Tetlow started her teaching career in 1998 as a part-time adjunct professor at Loyola University New Orleans College of Law, where she taught a seminar on constitutional law and race. She rose to full professor at Tulane Law School and focused her scholarship on equal protection and discrimination in juror selection. Her research helped create new anti-discrimination policies at the U.S. Department of Justice. In 2015, Tetlow became Associate Provost for International Affairs at Tulane, a newly created position to coordinate the university's international activities, programs and students.[7]

Tetlow was appointed Senior Vice-President and Chief of Staff at Tulane in 2015 and served as the top strategic advisor to the university's president, Michael Fitts. During her time in that role, the university's enrollment, retention and fundraising increased.[6]

Loyola presidency

On May 2, 2018, Tetlow was elected president of Loyola University New Orleans, following the retirement of Kevin Wildes. She was the first female to become president of the university. She was the first non-Jesuit to hold the position.[4]

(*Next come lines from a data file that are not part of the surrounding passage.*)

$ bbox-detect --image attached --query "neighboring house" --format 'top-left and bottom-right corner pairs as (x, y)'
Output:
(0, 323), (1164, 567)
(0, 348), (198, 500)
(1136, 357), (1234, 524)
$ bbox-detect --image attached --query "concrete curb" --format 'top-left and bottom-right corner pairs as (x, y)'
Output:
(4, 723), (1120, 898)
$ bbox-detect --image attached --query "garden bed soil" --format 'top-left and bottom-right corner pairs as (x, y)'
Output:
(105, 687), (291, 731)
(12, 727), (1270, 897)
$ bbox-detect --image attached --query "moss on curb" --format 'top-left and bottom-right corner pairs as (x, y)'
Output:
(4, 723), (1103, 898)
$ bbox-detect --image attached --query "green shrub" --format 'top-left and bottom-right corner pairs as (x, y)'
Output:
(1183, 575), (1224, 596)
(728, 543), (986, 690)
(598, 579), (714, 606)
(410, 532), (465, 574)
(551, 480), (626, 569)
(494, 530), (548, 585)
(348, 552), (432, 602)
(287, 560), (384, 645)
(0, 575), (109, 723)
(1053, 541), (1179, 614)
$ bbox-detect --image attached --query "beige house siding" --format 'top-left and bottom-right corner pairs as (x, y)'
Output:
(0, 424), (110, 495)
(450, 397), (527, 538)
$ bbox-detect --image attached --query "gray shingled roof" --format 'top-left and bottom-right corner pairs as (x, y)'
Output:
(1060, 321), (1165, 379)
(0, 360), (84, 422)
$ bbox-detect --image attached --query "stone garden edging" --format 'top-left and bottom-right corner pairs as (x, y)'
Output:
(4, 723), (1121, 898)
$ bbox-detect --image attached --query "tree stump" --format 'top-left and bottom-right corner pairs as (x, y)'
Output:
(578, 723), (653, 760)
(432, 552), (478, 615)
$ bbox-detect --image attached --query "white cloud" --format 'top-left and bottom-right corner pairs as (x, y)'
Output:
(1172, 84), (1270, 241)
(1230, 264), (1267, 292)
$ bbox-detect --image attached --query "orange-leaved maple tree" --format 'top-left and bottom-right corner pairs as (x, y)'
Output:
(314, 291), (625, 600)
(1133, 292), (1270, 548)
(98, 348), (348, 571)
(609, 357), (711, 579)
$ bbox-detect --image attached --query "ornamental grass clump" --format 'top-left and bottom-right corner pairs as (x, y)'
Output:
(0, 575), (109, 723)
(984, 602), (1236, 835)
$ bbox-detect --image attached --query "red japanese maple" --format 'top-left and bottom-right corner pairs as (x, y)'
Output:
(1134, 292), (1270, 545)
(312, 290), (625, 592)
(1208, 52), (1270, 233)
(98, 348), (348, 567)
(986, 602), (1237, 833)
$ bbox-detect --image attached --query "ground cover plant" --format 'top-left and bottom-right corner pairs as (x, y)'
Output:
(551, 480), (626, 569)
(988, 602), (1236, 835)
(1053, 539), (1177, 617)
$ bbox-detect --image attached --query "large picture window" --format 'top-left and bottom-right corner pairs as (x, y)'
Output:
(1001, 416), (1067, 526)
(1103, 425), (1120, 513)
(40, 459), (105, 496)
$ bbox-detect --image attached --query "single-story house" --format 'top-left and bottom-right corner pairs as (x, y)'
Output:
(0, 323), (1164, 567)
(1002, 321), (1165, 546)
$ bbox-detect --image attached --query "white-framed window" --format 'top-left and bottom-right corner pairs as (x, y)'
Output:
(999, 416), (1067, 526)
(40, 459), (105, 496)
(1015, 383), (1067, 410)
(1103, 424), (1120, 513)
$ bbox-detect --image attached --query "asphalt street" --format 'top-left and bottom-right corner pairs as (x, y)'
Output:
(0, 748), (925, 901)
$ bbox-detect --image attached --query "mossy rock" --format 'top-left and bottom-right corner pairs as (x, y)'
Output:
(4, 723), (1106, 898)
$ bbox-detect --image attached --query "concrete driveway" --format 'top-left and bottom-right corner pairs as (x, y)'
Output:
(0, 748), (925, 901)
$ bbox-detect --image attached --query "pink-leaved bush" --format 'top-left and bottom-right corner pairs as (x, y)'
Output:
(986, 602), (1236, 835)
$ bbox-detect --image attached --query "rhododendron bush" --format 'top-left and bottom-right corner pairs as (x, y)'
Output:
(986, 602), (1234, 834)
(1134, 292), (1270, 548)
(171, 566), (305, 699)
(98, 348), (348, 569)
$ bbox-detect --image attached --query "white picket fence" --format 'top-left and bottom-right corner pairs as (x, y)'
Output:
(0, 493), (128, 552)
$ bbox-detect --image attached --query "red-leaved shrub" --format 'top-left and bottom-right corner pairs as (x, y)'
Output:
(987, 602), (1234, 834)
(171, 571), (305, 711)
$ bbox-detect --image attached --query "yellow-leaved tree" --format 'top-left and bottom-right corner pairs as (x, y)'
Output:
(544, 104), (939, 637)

Tetlow was inaugurated as the 17th president of Loyola on November 16 at Holy Name of Jesus Catholic Church in New Orleans. The inauguration was a two-day celebration that included a missioning mass, an on-campus student event, and the official ceremony. New Orleans Mayor LaToya Cantrell, President Emeritus of Xavier University of Louisiana, Dr. Norman C. Francis, journalist and friend of Tetlow, Cokie Roberts, and Tulane President, Michael Fitts were among the guests who spoke at the inauguration ceremony.[8]

Fordham presidency

On February 10, 2022, Tetlow was named president of Fordham University in New York City effective July 1, 2022. She is the first female and first layperson to be named to that position in its 181-year history.[9][lower-alpha 1]

Personal life

Tetlow married Gordon Stewart, then a business professor at Xavier University in New Orleans, in 2009.[2]

Notes

  1. She is not the first non-Jesuit. The earliest presidents of Fordham were secular priests.[5]